Holden Caulfield feels a burning sense of isolation from his peers and his aimless journey around 1950's New York reinforces his ideas about the adult world’s capacity for constant disappointment (we might call this ‘teenage Angst’). Holden clumsily attempts to navigate through a new world of social mores and rituals, for which he has neither the skill nor the heart. Every teenager feels this way at some point in those tumultuous years.

 

Holden’s sad and desperate need to protect the innocence of childhood through his simple love for his little sister is very touching, and his fantasy role as protector of an idyllic childhood landscape gives the book its title.

Free of sentiment, subtly humorous, and achingly sad, this is a book for young people who think they want to be adults, and for adults who remember being young.

Little Women by Louisa May Alcott (1868)

‘Little Women’ is a coming-of-age story that begins in Civil War America. It follows the lives and growth from girlhood to womanhood of the four March girls: Meg, 17; Josephine (or Jo), 15; Beth, 14; and Amy, 12. Their father, a minister, is serving in the war, and the girls and their mother must keep the house running and work hard in their father's absence. When we first meet the girls, it is just before Christmas, and they are sad because their poverty and the current hard times won't really make things feel much like Christmas—especially since they can't afford presents. Realizing how fortunate they are to have their mother and each other, they resolve to work harder to be more selfless and good, as their father would want.

Without a doubt, ‘Little Women’ remains Louisa May Alcott's best-known work. Its charm and innocence continue to engage readers, despite the fact that it shows a world of horses and carriages, crinolines, and bonnets which is long since vanished. Jo March is regarded as one of the most complete, self-possessed, and best-loved characters in children's literature. The book is very life-affirming and extremely sad too. Because you get to know the girls so well, you root for them throughout, although there is tragedy along the way.

The main conflict of the story is simply growing up. Inside each of the girls are a desire to grow up and a desire to keep things the same. They know that when they grow up things will inevitably change and that scares them. The struggle is within each of them.

Although modern readers may find the March girls depicted in the book to be sweet and saccharine flawed and vulnerable. The author dared to give her characters' faults such as selfishness, vanity, temper, and bashfulness—qualities never seen before in such young characters. It is this realism that gives the book its power and resonance today.

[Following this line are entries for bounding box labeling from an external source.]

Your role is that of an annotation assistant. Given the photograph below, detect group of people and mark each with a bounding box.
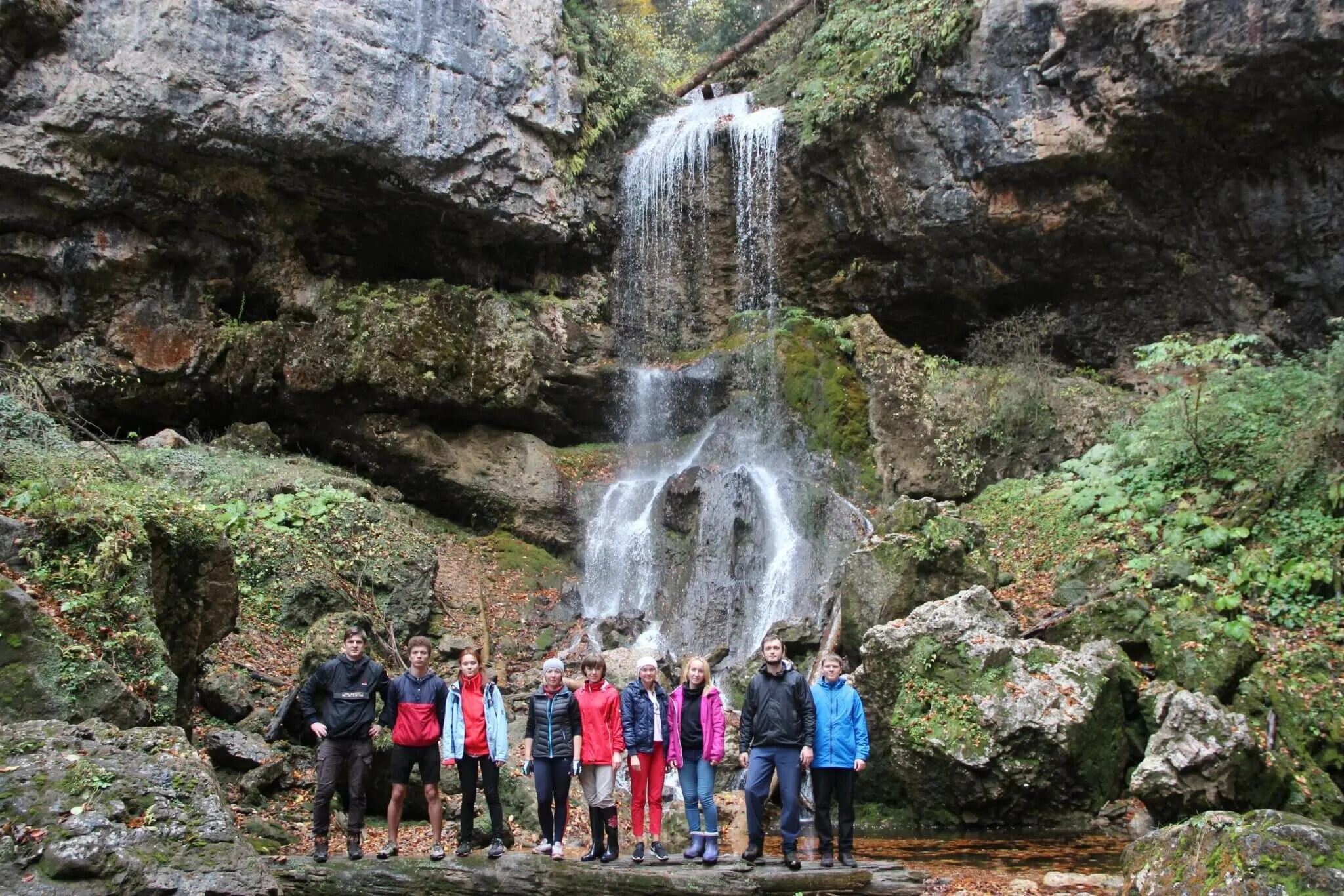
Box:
[300,627,868,869]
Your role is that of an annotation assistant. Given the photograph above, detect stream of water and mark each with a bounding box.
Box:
[582,94,864,665]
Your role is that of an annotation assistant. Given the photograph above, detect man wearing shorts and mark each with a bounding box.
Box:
[377,636,448,861]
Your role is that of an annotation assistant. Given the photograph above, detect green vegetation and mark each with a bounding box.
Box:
[777,308,881,499]
[738,0,976,142]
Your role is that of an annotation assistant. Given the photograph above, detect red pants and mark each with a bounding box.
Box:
[631,740,667,840]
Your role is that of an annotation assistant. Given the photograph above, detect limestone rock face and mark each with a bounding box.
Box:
[778,0,1344,367]
[1121,809,1344,896]
[0,0,582,304]
[1129,691,1270,821]
[0,722,278,896]
[855,587,1127,825]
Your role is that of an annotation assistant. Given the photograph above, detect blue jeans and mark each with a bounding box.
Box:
[746,747,803,850]
[676,754,719,834]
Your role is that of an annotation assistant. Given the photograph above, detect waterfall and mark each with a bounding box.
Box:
[581,94,862,664]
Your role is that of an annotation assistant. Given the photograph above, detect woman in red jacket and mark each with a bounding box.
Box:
[577,653,625,863]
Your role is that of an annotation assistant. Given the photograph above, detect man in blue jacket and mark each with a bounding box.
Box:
[812,653,868,868]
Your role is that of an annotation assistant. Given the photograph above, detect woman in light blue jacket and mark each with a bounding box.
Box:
[440,650,508,859]
[812,653,868,868]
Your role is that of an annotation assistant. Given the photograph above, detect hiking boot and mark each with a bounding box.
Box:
[579,809,606,863]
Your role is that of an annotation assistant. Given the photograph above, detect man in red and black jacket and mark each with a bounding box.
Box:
[377,636,448,861]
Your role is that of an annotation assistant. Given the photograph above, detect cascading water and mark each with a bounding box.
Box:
[582,94,862,662]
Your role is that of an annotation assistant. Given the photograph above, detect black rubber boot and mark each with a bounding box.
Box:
[579,806,606,863]
[600,806,621,865]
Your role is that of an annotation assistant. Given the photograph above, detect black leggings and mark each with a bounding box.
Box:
[532,756,570,844]
[457,756,504,842]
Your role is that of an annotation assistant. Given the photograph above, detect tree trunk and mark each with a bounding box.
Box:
[272,851,923,896]
[673,0,812,96]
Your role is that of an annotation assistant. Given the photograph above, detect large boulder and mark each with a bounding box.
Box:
[777,0,1344,365]
[0,577,149,728]
[1121,809,1344,896]
[855,587,1131,825]
[1129,691,1285,822]
[0,720,278,896]
[830,499,998,651]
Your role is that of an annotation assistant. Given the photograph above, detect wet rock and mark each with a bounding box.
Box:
[855,587,1130,825]
[831,501,996,651]
[663,466,700,535]
[0,722,277,896]
[778,0,1344,365]
[1122,809,1344,896]
[138,430,191,449]
[238,756,289,795]
[211,420,284,455]
[205,728,274,771]
[196,668,253,722]
[149,527,238,727]
[0,516,36,564]
[1129,691,1284,821]
[0,577,149,728]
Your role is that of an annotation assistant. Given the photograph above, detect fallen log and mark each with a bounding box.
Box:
[272,850,923,896]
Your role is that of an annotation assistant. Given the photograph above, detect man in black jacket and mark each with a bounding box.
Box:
[299,626,387,863]
[738,634,817,870]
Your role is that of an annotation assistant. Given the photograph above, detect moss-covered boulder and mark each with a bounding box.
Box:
[1129,691,1286,822]
[0,720,278,896]
[1121,810,1344,896]
[1232,642,1344,823]
[831,500,998,651]
[856,587,1130,825]
[0,577,149,728]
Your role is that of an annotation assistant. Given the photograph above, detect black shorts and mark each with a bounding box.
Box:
[392,744,440,784]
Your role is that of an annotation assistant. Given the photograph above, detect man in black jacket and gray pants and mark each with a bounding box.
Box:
[738,634,817,870]
[299,626,387,863]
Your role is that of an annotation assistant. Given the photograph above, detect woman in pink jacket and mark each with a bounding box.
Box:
[668,657,723,865]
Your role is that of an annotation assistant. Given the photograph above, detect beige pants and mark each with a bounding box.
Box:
[579,765,616,809]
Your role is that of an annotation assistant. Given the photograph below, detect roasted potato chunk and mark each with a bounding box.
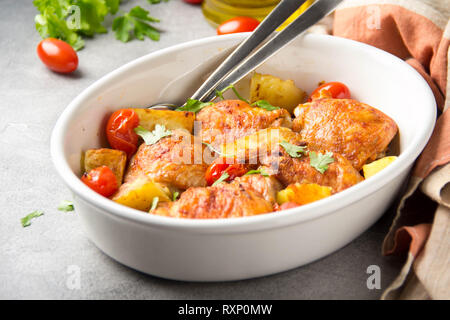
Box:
[133,109,195,133]
[250,73,306,113]
[84,148,127,186]
[363,156,397,179]
[112,175,171,211]
[277,183,332,205]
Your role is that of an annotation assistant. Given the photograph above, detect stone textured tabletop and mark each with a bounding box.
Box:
[0,0,401,299]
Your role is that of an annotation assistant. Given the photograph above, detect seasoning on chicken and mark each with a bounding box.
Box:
[196,100,292,146]
[293,99,397,170]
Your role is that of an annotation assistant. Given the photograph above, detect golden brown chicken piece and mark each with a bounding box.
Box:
[220,128,363,193]
[125,130,208,190]
[196,100,292,146]
[262,151,364,193]
[150,174,282,219]
[293,99,397,170]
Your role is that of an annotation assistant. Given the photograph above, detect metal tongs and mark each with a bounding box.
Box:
[150,0,342,109]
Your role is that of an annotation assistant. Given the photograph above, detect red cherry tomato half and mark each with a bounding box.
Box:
[205,159,248,186]
[37,38,78,73]
[277,202,299,211]
[309,82,351,101]
[217,17,259,35]
[106,109,139,157]
[81,166,117,197]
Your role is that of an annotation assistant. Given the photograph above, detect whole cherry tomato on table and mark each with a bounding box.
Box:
[81,166,118,197]
[205,159,248,186]
[217,17,259,35]
[106,109,139,158]
[308,82,351,101]
[277,202,300,211]
[37,38,78,73]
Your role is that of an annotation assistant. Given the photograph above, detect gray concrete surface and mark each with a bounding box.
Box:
[0,0,401,299]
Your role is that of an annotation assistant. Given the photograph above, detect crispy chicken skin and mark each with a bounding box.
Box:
[196,100,292,146]
[150,175,282,219]
[293,98,397,170]
[220,128,363,193]
[125,130,208,190]
[262,150,364,193]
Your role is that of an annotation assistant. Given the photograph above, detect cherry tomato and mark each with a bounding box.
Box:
[217,17,259,35]
[106,109,139,157]
[37,38,78,73]
[308,82,351,101]
[277,202,299,211]
[205,159,248,186]
[81,166,118,197]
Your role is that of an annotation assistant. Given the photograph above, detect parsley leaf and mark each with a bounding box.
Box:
[211,172,230,187]
[176,99,213,113]
[309,151,334,173]
[134,124,172,145]
[252,100,280,111]
[150,197,159,211]
[216,84,249,103]
[112,6,159,42]
[58,200,74,212]
[20,210,44,228]
[280,141,306,158]
[105,0,120,14]
[33,0,84,50]
[244,168,269,177]
[147,0,169,4]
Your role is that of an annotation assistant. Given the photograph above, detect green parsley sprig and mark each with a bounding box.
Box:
[280,141,306,158]
[134,124,172,145]
[150,197,159,211]
[112,6,160,42]
[309,151,334,174]
[20,210,44,228]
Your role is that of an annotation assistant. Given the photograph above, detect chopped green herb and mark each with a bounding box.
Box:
[216,84,249,103]
[150,197,159,211]
[33,0,85,50]
[58,200,74,212]
[280,141,306,158]
[244,168,269,177]
[20,210,44,228]
[112,6,159,42]
[134,124,172,145]
[309,151,334,173]
[252,100,280,111]
[176,99,213,113]
[212,172,230,187]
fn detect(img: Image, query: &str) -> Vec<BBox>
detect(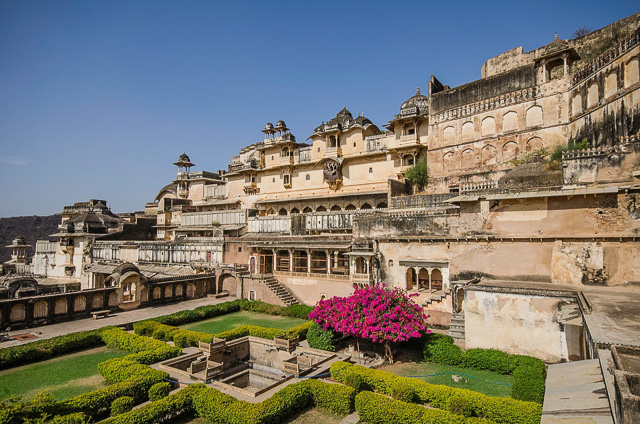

The novel is as popular today as it was when first published in Victorian times, and there have been numerous film adaptations.

Cider with Rosie by Laurie Lee (1959)

This is a memoir really, and arguably not fiction as such, but, like the James Herriot books, it can be read like a novel as it has so much descriptive literary merit and the characters are drawn in a fictive (possibly exaggerated) style with amusing commentary from the narrator.

Young Laurie Lee, just three years old, is brought to his new home, a cottage in a Gloucestershire village which he is to share with his mother, brothers, and sisters until he is almost twenty. The section is a ragbag of memories from his years there: his terror on first arrival when he was alone for the first time in his life; his discovery of the teeming abundance of nature all around him; the arrival of a soldier who had deserted from the war; the end of the First World War, with its attendant wildness and celebrations.

It depicts the world of a Cotswold village where Laurie grew up (a place without cars or electricity and where farming was done as it had been for generations with the horse and the plough). In his early years, the younger men of the village are drafted into the First World war, and the book deals with the ensuing grief very touchingly. Laurie describes the farmers, postmen, the squire, his family, the schoolchildren, and his evil teacher ‘Crabby B’ in a vivid and amusing style.